One of the presentations at the ELPUB 2008 Conference was Paper 378 by Gunther Eysenbach, entitled: “Preserving the scholarly record with WebCite(R) (www.webcitation.org): an archiving system for long-term digital preservation of cited webpages”. It’s a fascinating article. Excerpts (from a 12-page PDF):
From page 2/12:
WebCite is a tool specifically designed to be used by authors, readers, editors and publishers of scholarly material, allowing them to permanently archive cited “non-journal” Web material, such as cited homepages, wiki pages, blogs, draft papers accessible on the web, “grey” PDF reports, news reports etc. To prevent “link rot”, authors simply have to cite the WebCite snapshot ID and/or a link to the permanent WebCite URL, in addition to citing the original URL.
From page 3/12:
In 2005, the first journal [Journal of Medical Internet Research] announced using WebCite routinely 13, and dozens of other journals followed suit. Biomed Central, publisher of hundreds of open access journals, has been using WebCite routinely since 2005 (all URLs cited in Biomed Central articles are automatically archived by WebCite)2.
From page 10/12:
WebCite aims to make Internet material (any sort of digital objects) more “citable”, long-term accessible, and hence more acceptable for scholarly purposes. Without WebCite, Internet citations are deemed ephemeral and therefore are often frowned upon by authors and editors. However, it does not make much sense to ignore opinions, ideas, draft papers, or data published on the Internet (including wikis and blogs), not acknowledging them only because they are not “formally” published, and because they are difficult to cite.
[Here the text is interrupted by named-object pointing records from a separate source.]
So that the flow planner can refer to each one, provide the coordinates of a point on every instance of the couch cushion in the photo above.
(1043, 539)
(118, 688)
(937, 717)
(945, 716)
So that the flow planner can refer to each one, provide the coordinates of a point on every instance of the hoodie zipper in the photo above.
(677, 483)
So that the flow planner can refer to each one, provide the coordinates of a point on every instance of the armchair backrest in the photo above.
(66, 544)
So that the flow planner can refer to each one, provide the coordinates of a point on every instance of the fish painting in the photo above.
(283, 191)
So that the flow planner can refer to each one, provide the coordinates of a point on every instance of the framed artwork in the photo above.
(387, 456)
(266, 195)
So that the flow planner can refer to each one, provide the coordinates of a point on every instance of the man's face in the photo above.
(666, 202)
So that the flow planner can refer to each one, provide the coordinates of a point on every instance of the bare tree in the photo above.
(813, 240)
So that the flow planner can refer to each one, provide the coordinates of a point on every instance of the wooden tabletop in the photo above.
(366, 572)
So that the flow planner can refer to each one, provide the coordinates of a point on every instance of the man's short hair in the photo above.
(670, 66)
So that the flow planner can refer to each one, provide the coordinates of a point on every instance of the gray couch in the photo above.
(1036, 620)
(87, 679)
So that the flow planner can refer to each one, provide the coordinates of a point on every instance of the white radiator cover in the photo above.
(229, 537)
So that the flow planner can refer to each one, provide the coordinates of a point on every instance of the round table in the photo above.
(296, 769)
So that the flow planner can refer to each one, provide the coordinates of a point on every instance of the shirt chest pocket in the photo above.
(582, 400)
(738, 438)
The reality is that in the age of the Internet, “publication” is a continuum, and it makes little sense to not cite (therefore acknowledge) for example the idea of a scholarly blogger, the collective wisdom of a wiki, ideas from an online discussion paper, or data from an online accessible dataset only because online material is not deemed “citable”.
From page 11/12:
While the primary pathway in the WebCite system is third-party initiated archiving (triggered by a citing author), WebCite also provides a very simple mechanism for authors to self-archive their own work.
From page 11/12:
WebCite puts the initiation of the archiving process into the hands of the scientific community, who – by virtue of citing it – decides what is considered worthy archiving.
From note 2, page 11/12:
It is important to understand that WebCite focuses on documents exclusively available on the web, not documents such as journal articles which can be assumed to be archived in libraries.
I’ve recently used WebCite to avoid any risk of “link rot” for three links that were included in my post Review of “The Access Principle”. These links have been added at the bottom of my review (and, a “Cite this page!” button has also been added at the bottom of my review, just in case someone might decide to cite it).
I’ve also recently tried WebCite as a means of self-archiving a few posts in this blog, as follows:
These posts were selected because they provide data that might be cited in the future. They also serve to illustrate the usefulness of WebCite. The planned enhancements of WebCite that are outlined in Gunther Eysenbach’s article should increase its utility even more.